Shortest-Path Flow Matching with Mixture-Conditioned Bases for OOD Generalization to Unseen Conditions
This addresses the problem of out-of-distribution generalization for researchers and practitioners in conditional generative modeling, offering a plug-in strategy that is incremental in nature.
The paper tackled the challenge of robust generalization under distribution shift in conditional generative modeling by introducing SP-FM, a shortest-path flow-matching framework that conditions both the base distribution and flow field on the condition, enabling smooth interpolation and reliable extrapolation to unseen conditions. Empirically, SP-FM was effective in domains such as single-cell transcriptomics and drug screening, though no concrete numerical results were provided in the abstract.
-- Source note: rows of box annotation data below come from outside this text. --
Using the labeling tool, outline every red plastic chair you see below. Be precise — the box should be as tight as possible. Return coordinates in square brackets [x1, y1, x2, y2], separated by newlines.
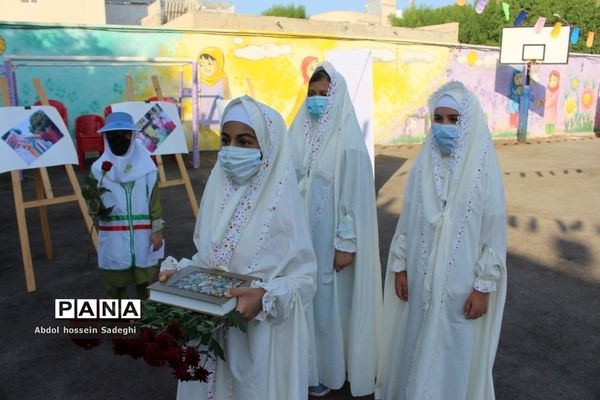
[33, 99, 69, 129]
[75, 114, 104, 169]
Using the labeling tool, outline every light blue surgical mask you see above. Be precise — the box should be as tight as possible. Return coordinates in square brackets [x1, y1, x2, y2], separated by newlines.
[219, 146, 262, 185]
[306, 96, 329, 118]
[431, 122, 457, 154]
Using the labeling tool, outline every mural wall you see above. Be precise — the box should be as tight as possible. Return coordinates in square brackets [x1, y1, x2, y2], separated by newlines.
[0, 23, 600, 149]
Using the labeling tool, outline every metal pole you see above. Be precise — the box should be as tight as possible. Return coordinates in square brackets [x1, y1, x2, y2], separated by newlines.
[4, 60, 19, 106]
[517, 63, 531, 142]
[192, 61, 200, 168]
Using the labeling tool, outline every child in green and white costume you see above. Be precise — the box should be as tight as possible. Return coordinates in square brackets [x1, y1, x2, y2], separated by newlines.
[91, 112, 164, 299]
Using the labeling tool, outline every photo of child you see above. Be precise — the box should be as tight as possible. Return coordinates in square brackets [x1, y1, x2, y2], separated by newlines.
[2, 110, 63, 165]
[136, 104, 176, 153]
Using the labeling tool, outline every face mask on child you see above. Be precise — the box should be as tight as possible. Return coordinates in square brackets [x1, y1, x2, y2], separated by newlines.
[306, 96, 328, 118]
[219, 146, 262, 185]
[106, 132, 132, 156]
[431, 123, 457, 154]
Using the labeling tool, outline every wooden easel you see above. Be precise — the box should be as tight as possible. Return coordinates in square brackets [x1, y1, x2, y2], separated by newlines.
[0, 78, 98, 292]
[125, 75, 198, 217]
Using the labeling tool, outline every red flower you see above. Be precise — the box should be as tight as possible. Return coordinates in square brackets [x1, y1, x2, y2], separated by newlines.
[156, 332, 177, 352]
[173, 365, 192, 381]
[163, 347, 183, 369]
[144, 343, 165, 367]
[141, 328, 156, 343]
[185, 346, 200, 367]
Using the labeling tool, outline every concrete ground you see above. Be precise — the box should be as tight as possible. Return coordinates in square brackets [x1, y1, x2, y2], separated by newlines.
[0, 136, 600, 400]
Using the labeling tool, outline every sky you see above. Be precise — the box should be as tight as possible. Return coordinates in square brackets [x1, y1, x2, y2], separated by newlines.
[229, 0, 455, 15]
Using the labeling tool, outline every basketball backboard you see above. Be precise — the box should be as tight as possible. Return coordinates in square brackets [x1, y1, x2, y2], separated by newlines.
[500, 26, 571, 64]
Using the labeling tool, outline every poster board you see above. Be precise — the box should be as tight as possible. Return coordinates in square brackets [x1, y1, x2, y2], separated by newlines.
[111, 101, 189, 155]
[0, 106, 77, 173]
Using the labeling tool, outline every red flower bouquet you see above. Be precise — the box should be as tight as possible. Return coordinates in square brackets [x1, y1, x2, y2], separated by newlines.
[112, 301, 245, 382]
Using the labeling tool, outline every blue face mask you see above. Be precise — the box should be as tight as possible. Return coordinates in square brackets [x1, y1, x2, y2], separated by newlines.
[306, 96, 329, 118]
[431, 122, 457, 154]
[219, 146, 262, 185]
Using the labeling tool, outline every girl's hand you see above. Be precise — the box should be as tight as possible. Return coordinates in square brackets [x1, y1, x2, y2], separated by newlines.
[158, 269, 177, 282]
[333, 250, 354, 272]
[394, 271, 408, 301]
[225, 287, 267, 321]
[150, 232, 162, 251]
[465, 290, 490, 319]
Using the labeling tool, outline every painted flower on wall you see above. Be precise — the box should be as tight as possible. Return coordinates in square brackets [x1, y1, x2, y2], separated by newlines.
[581, 87, 594, 111]
[571, 78, 579, 90]
[565, 94, 577, 118]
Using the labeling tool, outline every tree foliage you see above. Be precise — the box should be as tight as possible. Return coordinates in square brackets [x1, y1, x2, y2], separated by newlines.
[390, 0, 600, 54]
[262, 3, 306, 18]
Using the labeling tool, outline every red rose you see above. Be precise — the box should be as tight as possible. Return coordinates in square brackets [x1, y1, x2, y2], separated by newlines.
[102, 161, 112, 172]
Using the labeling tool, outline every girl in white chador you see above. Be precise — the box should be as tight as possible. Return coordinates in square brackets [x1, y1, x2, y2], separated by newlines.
[161, 97, 316, 400]
[289, 63, 383, 396]
[377, 82, 506, 400]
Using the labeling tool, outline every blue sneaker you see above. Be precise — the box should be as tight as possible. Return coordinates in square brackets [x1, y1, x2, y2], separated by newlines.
[308, 383, 331, 397]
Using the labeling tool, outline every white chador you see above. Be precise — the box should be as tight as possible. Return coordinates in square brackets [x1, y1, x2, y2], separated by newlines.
[177, 97, 316, 400]
[289, 63, 383, 396]
[376, 82, 506, 400]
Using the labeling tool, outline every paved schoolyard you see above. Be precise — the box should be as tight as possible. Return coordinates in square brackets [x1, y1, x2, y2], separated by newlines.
[0, 136, 600, 400]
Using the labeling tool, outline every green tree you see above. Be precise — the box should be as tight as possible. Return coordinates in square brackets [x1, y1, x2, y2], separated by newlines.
[262, 3, 306, 18]
[390, 0, 600, 54]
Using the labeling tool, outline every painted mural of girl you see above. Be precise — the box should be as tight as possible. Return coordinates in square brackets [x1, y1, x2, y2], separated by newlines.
[507, 70, 523, 129]
[285, 56, 319, 126]
[544, 69, 560, 135]
[197, 47, 231, 132]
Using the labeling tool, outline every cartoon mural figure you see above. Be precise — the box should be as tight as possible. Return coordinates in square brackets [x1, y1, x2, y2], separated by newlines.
[285, 56, 319, 126]
[197, 47, 231, 140]
[544, 69, 560, 135]
[507, 70, 523, 129]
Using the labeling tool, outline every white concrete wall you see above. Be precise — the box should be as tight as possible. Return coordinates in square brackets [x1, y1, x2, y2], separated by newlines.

Robust generalization under distribution shift remains a key challenge for conditional generative modeling: conditional flow-based methods often fit the training conditions well but fail to extrapolate to unseen ones. We introduce SP-FM, a shortest-path flow-matching framework that improves out-of-distribution (OOD) generalization by conditioning both the base distribution and the flow field on the condition. Specifically, SP-FM learns a condition-dependent base distribution parameterized as a flexible, learnable mixture, together with a condition-dependent vector field trained via shortest-path flow matching. Conditioning the base allows the model to adapt its starting distribution across conditions, enabling smooth interpolation and more reliable extrapolation beyond the observed training range. We provide theoretical insights into the resulting conditional transport and show how mixture-conditioned bases enhance robustness under shift. Empirically, SP-FM is effective across heterogeneous domains, including predicting responses to unseen perturbations in single-cell transcriptomics and modeling treatment effects in high-content microscopy--based drug screening. Overall, SP-FM provides a simple yet effective plug-in strategy for improving conditional generative modeling and OOD generalization across diverse domains.